SDK for ORAC API: a collection of ETL and algorithms for ORAC
The main library is written in Scala though submodules are written also in python.
The submodules can be downloaded with the following command:
git submodule update --init --recursive
To update the submodules:
git submodule update --recursive --remote
To create a self contained jar with the spark code type:
sbt assembly
DISCLAIMER: the readme is a work in progress and is not complete.
ETL program which convert a specific XML format into a format suitable for the item to item encoder NN It calculate items similarity using LSH algorithm. The program has a command line help.

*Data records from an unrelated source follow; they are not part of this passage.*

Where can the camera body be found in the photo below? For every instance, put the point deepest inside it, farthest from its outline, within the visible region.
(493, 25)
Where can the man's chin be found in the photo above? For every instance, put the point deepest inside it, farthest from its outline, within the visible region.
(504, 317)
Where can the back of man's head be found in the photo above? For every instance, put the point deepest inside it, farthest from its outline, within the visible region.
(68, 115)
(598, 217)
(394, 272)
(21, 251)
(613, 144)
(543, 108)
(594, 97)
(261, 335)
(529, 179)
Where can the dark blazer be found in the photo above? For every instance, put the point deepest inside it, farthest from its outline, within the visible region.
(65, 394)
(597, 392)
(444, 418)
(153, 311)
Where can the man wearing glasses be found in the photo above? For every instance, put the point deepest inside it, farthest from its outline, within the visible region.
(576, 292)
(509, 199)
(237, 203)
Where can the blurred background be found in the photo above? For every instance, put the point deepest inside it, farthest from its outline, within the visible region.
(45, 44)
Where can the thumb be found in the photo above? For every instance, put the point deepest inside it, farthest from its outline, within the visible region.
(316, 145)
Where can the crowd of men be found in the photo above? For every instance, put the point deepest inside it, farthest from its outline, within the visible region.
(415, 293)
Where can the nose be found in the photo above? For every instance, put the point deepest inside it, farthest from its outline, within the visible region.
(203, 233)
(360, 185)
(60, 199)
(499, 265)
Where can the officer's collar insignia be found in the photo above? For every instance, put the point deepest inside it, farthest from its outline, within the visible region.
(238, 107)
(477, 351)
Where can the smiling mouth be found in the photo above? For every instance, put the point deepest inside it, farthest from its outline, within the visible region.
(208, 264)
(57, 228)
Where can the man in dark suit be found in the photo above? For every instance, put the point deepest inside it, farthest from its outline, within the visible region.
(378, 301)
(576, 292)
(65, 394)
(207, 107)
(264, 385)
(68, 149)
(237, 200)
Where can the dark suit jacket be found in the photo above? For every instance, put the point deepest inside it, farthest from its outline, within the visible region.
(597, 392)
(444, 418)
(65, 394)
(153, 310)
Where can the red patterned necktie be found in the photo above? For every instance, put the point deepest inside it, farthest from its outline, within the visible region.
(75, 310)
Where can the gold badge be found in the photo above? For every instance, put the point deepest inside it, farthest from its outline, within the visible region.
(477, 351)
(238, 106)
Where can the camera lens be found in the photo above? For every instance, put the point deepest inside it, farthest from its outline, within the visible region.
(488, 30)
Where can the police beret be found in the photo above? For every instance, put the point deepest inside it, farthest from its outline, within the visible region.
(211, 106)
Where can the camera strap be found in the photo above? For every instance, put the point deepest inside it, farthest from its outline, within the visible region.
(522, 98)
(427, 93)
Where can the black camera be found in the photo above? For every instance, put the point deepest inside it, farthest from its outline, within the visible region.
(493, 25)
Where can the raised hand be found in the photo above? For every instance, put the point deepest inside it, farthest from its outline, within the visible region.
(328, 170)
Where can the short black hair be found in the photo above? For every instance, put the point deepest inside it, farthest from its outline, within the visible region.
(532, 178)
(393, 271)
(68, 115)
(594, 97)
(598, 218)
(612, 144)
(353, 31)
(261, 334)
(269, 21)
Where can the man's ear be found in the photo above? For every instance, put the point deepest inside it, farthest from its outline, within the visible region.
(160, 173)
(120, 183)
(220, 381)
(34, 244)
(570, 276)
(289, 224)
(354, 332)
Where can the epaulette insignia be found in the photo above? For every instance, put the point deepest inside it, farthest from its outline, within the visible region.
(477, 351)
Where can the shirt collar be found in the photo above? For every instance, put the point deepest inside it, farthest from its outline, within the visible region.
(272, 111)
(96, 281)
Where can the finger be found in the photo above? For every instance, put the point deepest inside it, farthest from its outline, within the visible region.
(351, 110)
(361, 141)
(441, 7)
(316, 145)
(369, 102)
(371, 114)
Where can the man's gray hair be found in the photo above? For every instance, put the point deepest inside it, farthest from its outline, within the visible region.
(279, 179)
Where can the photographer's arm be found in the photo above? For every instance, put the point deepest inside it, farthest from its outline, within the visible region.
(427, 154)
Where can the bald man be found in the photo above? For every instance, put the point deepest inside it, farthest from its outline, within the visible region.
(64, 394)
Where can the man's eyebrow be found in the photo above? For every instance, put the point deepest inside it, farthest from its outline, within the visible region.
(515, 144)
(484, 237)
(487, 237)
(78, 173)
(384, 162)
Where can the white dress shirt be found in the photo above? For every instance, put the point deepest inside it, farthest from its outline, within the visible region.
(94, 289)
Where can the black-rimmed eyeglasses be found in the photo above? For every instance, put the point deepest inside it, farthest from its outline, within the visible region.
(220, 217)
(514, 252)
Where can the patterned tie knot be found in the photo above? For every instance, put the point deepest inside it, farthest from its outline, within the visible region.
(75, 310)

export JAVA_OPTS="-Xms256m -Xmx4g"
sbt assembly
Sample submission:
ASSEMBLY_JAR=orac-sdk-assembly-dad9212b5f3ca9daefb9d7bc3c2384c6d963a304.jar
spark-submit --driver-memory 8g --class io.elegans.oracsdk.commands.SupermarketETL ${ASSEMBLY_JAR} --input data.xml --shuffle --output ETL_FOLDER --simThreshold 0.5 --sliding 2 --genMahoutActions --basketToBasket --rankIdToPopularItems
To download the submodules:
git submodule update --init --recursive
To update the submodules
git submodule update --recursive --remote